Bull Sculpture Bombay Stock Exchange
Investor optimism over India elections may be misplaced. Reuters

Optimistic investors are returning to India's $1.2tn equity market, amid forecasts that the opposition Bharatiya Janata Party (BJP) will win elections and deliver a government that can revive economic growth from a decade low, but analysts advise caution.

Analysts want investors to tread with caution given that the current level of optimism does not correspond with the fundamentals of Asia's third-largest economy.

Investors are betting on the BJP's prime ministerial candidate Narendra Modi, who supervised annual economic growth of 10% as the head of the Gujarat state since 2001.
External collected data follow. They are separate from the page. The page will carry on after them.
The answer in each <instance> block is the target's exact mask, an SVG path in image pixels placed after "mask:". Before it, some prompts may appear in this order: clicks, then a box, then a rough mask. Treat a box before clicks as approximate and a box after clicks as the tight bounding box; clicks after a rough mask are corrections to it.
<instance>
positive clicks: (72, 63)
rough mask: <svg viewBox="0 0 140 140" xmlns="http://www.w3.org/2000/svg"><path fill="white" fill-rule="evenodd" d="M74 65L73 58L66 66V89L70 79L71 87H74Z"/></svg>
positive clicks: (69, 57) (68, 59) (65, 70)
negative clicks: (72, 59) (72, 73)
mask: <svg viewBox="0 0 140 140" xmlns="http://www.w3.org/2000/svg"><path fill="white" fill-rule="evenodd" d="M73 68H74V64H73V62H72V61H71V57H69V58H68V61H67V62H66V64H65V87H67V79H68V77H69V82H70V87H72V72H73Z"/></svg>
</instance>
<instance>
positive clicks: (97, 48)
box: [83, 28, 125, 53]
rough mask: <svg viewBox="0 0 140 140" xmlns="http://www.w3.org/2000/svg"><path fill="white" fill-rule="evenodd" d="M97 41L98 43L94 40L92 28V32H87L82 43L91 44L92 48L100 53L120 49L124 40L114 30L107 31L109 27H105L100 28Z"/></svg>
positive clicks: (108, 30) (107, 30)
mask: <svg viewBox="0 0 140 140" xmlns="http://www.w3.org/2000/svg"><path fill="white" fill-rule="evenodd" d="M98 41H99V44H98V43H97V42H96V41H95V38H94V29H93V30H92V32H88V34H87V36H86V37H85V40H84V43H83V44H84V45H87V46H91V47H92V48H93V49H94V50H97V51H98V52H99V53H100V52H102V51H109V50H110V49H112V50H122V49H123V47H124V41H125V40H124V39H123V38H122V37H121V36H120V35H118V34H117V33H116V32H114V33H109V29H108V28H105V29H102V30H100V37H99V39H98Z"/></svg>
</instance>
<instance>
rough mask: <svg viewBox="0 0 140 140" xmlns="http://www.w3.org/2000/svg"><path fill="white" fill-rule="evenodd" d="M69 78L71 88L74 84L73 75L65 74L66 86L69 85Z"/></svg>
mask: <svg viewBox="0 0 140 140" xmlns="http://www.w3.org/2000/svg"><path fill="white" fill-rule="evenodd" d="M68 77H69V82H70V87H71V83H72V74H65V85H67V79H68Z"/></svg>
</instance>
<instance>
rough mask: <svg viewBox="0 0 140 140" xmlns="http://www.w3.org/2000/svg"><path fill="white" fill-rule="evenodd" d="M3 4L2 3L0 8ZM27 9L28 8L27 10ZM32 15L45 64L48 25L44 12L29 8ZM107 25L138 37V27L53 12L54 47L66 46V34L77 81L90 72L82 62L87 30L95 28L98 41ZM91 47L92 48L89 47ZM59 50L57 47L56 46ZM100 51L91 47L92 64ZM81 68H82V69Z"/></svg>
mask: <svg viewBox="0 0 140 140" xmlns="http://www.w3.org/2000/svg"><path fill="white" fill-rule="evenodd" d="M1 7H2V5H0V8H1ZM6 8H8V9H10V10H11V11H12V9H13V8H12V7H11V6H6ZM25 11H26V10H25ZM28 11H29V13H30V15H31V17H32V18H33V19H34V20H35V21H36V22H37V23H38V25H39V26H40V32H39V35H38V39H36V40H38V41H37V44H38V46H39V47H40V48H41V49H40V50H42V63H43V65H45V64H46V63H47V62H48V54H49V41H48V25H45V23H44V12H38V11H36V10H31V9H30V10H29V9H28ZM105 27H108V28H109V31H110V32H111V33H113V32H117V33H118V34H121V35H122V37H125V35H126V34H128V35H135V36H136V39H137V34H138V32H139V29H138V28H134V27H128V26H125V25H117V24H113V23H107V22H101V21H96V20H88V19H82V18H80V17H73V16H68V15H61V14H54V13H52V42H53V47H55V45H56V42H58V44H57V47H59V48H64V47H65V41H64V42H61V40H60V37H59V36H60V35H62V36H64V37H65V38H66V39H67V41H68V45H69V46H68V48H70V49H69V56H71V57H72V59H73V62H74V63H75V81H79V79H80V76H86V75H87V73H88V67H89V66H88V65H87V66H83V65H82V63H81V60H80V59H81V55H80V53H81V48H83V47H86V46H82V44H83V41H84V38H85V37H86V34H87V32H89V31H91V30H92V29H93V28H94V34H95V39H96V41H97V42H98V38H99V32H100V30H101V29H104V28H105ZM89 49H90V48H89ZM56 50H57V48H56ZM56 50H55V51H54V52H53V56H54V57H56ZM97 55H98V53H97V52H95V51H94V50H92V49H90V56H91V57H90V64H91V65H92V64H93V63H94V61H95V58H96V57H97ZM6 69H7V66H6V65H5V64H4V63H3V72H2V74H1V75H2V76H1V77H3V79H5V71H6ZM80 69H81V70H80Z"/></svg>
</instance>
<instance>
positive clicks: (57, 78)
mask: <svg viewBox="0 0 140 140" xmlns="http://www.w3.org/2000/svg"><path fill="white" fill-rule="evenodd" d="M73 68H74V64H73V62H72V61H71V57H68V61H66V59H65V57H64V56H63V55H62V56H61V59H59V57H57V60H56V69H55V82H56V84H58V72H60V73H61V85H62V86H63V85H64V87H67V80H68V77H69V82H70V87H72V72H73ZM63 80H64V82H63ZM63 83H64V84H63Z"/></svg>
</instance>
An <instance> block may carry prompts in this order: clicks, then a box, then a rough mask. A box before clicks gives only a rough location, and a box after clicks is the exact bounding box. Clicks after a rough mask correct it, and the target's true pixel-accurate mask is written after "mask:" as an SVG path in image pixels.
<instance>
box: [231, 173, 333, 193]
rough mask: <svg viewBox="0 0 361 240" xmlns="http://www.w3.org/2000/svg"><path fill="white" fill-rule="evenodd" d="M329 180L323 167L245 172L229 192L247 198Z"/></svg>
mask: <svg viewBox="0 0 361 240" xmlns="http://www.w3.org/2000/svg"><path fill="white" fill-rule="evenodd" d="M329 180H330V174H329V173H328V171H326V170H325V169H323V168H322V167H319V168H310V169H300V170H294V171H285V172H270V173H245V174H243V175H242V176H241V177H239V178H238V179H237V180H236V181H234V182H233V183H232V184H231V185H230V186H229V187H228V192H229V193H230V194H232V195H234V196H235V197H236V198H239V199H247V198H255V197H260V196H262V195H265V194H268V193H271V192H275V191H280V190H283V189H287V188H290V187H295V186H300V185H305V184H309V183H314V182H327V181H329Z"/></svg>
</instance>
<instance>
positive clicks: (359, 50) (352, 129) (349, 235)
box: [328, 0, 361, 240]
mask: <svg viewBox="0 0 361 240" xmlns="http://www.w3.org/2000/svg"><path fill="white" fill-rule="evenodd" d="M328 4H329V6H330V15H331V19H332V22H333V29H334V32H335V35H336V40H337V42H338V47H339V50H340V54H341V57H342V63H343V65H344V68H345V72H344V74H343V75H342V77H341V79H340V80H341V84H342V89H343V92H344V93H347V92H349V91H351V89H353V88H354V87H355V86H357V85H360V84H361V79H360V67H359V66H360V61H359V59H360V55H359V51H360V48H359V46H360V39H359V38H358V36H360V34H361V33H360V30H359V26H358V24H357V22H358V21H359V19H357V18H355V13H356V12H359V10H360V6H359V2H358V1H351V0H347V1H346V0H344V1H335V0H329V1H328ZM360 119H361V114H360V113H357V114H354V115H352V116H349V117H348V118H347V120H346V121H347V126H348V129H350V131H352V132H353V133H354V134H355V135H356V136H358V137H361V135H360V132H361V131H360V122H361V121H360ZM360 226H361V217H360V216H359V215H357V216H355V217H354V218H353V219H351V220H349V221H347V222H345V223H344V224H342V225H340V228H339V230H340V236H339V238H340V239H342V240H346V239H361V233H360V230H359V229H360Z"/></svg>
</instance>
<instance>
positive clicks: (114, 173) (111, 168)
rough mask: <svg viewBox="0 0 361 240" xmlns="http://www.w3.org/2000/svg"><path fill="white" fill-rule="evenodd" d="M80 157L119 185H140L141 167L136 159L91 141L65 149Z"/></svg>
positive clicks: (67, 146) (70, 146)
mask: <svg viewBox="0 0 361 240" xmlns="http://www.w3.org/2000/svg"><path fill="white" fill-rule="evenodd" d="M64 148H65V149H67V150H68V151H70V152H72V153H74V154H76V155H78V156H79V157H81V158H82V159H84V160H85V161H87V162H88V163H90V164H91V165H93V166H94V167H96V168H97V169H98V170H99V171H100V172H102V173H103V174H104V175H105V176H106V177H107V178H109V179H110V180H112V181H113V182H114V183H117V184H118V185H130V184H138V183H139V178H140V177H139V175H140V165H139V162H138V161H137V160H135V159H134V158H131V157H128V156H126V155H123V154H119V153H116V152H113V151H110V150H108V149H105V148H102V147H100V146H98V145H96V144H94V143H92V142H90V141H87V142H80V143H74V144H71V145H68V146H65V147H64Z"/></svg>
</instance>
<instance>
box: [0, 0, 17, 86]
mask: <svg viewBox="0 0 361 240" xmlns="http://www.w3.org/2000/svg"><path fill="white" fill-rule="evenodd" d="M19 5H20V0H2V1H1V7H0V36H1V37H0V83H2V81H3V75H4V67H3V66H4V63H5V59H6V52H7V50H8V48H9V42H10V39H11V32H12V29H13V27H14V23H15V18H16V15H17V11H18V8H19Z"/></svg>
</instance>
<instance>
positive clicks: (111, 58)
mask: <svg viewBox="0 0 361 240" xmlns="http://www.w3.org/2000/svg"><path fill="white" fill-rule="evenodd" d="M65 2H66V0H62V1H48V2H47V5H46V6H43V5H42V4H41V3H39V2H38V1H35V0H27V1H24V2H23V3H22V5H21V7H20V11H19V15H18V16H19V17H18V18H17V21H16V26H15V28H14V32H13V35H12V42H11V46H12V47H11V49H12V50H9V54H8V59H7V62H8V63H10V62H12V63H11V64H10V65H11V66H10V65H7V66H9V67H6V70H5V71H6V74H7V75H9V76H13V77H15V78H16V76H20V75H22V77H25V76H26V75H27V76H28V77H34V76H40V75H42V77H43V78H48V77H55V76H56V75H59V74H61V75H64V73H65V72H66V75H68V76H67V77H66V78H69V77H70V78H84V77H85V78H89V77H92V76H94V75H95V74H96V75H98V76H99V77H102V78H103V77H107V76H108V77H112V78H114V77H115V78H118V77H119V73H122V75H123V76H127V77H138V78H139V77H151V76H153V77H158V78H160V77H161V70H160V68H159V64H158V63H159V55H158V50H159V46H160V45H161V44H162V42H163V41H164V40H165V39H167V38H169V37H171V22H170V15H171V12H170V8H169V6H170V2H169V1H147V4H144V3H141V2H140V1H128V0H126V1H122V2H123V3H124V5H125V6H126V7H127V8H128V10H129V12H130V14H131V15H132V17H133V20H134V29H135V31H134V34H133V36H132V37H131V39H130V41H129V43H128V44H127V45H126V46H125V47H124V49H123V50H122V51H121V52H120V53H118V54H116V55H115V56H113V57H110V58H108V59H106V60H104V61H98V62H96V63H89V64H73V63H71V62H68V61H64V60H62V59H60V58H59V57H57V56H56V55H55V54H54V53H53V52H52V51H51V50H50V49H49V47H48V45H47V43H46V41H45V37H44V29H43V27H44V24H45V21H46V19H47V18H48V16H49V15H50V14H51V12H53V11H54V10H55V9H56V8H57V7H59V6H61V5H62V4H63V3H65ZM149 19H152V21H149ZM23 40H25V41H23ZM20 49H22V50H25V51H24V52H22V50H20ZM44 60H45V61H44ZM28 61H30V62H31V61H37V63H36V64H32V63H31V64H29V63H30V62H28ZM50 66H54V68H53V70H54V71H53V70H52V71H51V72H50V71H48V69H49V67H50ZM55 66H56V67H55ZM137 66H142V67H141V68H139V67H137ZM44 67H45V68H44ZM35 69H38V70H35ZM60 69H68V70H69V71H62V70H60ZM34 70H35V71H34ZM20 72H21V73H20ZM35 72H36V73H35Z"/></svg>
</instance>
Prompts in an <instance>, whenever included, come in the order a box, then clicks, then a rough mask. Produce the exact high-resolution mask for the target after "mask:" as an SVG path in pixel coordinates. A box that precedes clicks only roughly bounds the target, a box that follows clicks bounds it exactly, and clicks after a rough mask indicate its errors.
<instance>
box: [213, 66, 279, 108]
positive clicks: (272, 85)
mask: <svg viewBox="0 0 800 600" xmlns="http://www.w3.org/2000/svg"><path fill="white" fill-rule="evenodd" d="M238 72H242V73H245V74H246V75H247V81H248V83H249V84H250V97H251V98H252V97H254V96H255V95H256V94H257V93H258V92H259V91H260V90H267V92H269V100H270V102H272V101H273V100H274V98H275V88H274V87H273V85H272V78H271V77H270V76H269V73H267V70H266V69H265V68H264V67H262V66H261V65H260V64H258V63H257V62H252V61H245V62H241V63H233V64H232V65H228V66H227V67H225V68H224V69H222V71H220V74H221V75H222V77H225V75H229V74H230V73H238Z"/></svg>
India's benchmark share average – the S&P BSE Sensex – has risen 7.04% this year.

However, any new government, "will have to do something dramatic to replicate the current [market] run-rate" post elections, Shubhada M Rao, senior president and chief economist, Yes Bank, told IBTimes UK.

The market rally is not "commensurate with the fundamentals of the [Indian] economy as yet," Rao said in a telephone interview.

"Investors [eyeing the Indian equity markets] should be more cautious than the current optimism suggests," said Miguel Chanco, India economist at Capital Economics.

"The most optimistic polls still see the BJP requiring coalition partners to form a government. Governing within a coalition is likely to mean that a BJP administration at the centre may face difficulties implementing far reaching reforms.

"In addition, we caution that the BJP is not entirely the free market stalwart it is often perceived and portrayed as. For example, it has opposed the entry of foreign investment in the multi-brand retail sector, which is a position it reiterated specifically in its manifesto for this election cycle," Chanco said in an e-mail to IBTimes UK.

"With these in mind, we think the current optimism is going too far, in our view, especially considering the recent heights the market has hit over the past few weeks.

"Apart from the uncertainty regarding the elections, it is worth remembering that India still has a lot of macro economic and business environment problems that are unlikely to be solved over night, such as high inflation, a high fiscal deficit, rigid labour laws, infrastructure deficits, etc," Chanco added.

"A strong coalition is a pre-requisite for investor confidence to build. That's a necessary condition. A performing government is a sufficient condition," said Rao.

"[India] needs result-oriented decision making. Performance and policy are essential for [investor] confidence to stay alive," she added.

"I still see 2014 as a year in which emerging market economies with large foreign borrowings like India's are vulnerable," said Bill Adams, senior international economist for the PNC Financial Services Group.

"From an international perspective, some of the change in sentiment toward Indian assets is probably related to the stabilisation, and now today, decline of US benchmark interest rates. Lower US interest rates increase the premium earned on Indian financial assets relative to assets seen by investors in industrial economies as risk free.

"I expect US interest rates to turn a corner and rise again in the coming months, which would bring back the driver of Indian capital markets' 'awful August' of 2013," Adams said in an e-mail to IBTimes UK.

Modi has promised to boost investment if he takes power from South Asia's longest serving prime minister, Manmohan Singh.

Growth in India has dropped from a high of about 9.6% in the fiscal year 2006-07 to a decade low 4.5%.